The CEOs were briefed about the economic trends nationally, regionally and globally. The Governor said Tanzania attained a 7 per cent GDP growth in 2016,  which he described as “a good record in the region,” with the leading sector being mining and quarrying followed by transportation and storage, power generation and manufacturing.

Zanzibar recorded GDP growth of 4.4 per cent during the first three quarters of 2016 compared with 8.0 per cent in similar period of 2015. The decline in growth was attributed to decline in the slower growth in construction, and information and communication activities. Major contributors to growth were: arts and entertainments, finance and insurance, mining and quarrying and administrative and support services.

Inflationary pressure was noted, but the bank has a strategy to tackle it, he said. Headline inflation increased to 5.5 per cent in February 2017 from 5.2 per cent the previous month. He attributed the increase to food prices. The risk of upward inflationary pressures may persist in the coming few months due to rising food prices. The Governor said the Central Bank would continue to be cautious of the risk of inflationary pressures coming from the food supply outlook in the East African Community and Southern African Development Community SADC) and would be ready to take appropriate measures.

Drought throughout East Africa has sharply curbed harvests and pushed prices of cereals and other staple foods to unusually high levels, posing a heavy burden to households and especially posing special risks to pastoralists in the region, according to a recent FAO report.

Local prices of maize, sorghum and other cereals are near or at record levels in swathes of Ethiopia, Kenya, Somalia, South Sudan, Uganda and the United Republic of Tanzania, according to the latest Food Price Monitoring and Analysis Bulletin (FPMA).

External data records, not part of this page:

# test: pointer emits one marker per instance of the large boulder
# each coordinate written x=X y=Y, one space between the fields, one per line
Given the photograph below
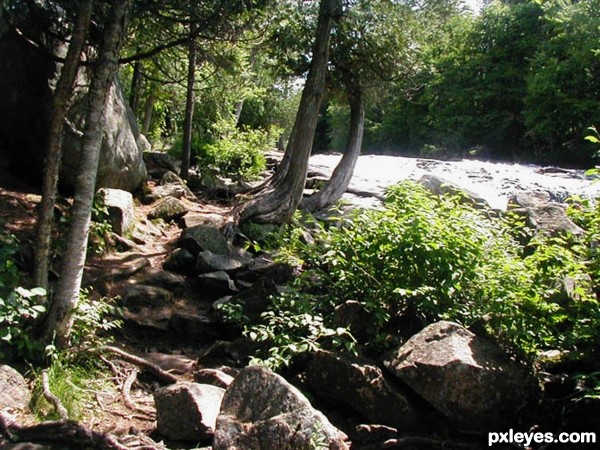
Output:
x=439 y=186
x=27 y=80
x=467 y=378
x=14 y=392
x=262 y=411
x=361 y=385
x=187 y=411
x=550 y=219
x=121 y=210
x=121 y=163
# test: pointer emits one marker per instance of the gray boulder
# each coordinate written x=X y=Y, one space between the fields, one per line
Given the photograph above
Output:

The trend in East Africa, where prices of staple cereals have doubled in some town markets. Maize prices in Arusha, United Republic of Tanzania, have almost doubled since early 2016, while they are 25 percent higher than 12 months earlier in the country’s largest city, Dar Es Salaam.

In Kenya, where eastern and coastal lowlands as well as some western areas of the Rift Valley all suffered below-average rainfall, maize prices are up by around 30 percent, with the increase somewhat contained somewhat thanks to sustained imports from Uganda.

Cereal prices aren’t the only ones rising. Beans now cost 40 percent more in Kenya than a year earlier, while in Uganda – where maize prices are now up to 75 percent higher than a year earlier – and increasing around the key border trading hub of Busia, the prices of beans and cassava flour are both about 25 percent higher than a year ago in the capital city, Kampala.